National Gallery launches virtual extension

Titled unrealised, this virtual extension can only be accessed at specific locations within the gallery, through the Gallery Explorer app on a smart phone. PHOTO: ST FILE

SINGAPORE - The National Gallery Singapore launched a new digital extension to its long-term exhibitions on Tuesday (Aug 15).

Titled unrealised, this virtual extension can only be accessed at specific locations within the gallery, through the Gallery Explorer app on a smart phone.

It debuts with commissioned works by three Singapore artists - a work incorporating live Twitter updates by conceptual artist Heman Chong; and video works by Ho Tzu Nyen and London-based artist Erika Tan.

The works were created in response to the gallery's permanent Singapore and South-east Asia exhibitions, with the artists responding to different aspects of the exhibition.

Ho, for example, created three video works in response to artworks which depicted tigers, such as Tang Da Wu's installation artwork, Tiger's Whip.

When visitors access the app on their smart phones or tablets available on loan for free, the digital works are unlocked automatically, using proximity-based technology known as iBeacon, when they are in the vicinity of specific artworks or in particular areas of the gallery.

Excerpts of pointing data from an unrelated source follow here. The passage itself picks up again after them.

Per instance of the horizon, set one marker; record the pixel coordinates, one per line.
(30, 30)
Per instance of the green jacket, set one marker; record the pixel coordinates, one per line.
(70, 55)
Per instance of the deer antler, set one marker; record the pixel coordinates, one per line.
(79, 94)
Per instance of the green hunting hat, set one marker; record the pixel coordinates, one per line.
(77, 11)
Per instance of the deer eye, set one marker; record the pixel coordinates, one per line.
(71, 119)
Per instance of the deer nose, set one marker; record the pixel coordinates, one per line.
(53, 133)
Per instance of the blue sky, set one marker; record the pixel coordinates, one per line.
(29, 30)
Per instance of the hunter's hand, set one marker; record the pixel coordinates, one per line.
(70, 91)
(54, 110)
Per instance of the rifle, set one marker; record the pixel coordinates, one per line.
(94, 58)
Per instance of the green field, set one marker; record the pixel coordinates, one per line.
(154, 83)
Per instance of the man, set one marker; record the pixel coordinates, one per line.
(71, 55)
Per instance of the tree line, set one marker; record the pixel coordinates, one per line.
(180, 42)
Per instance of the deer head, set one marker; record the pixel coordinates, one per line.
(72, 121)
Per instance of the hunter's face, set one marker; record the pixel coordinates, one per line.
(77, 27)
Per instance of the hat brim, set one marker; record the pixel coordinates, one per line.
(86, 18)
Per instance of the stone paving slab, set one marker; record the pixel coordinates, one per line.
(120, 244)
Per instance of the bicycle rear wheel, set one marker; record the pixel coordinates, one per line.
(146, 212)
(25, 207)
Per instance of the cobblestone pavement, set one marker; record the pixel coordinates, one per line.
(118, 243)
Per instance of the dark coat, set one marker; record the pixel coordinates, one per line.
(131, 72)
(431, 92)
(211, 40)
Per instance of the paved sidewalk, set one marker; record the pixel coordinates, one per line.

For example, they can access Tan's work, Apa Jika, The Mis-placed Comma (I, II, III), when they walk in the corridor near the UOB Southeast Asia Gallery.

Tan's work was filmed within the gallery's exhibition spaces before it was opened to the public, while works were still being hung.

The work, which honours an old Malay weaver, is currently on show in Venice, Italy, as part of the prestigious Venice Biennale.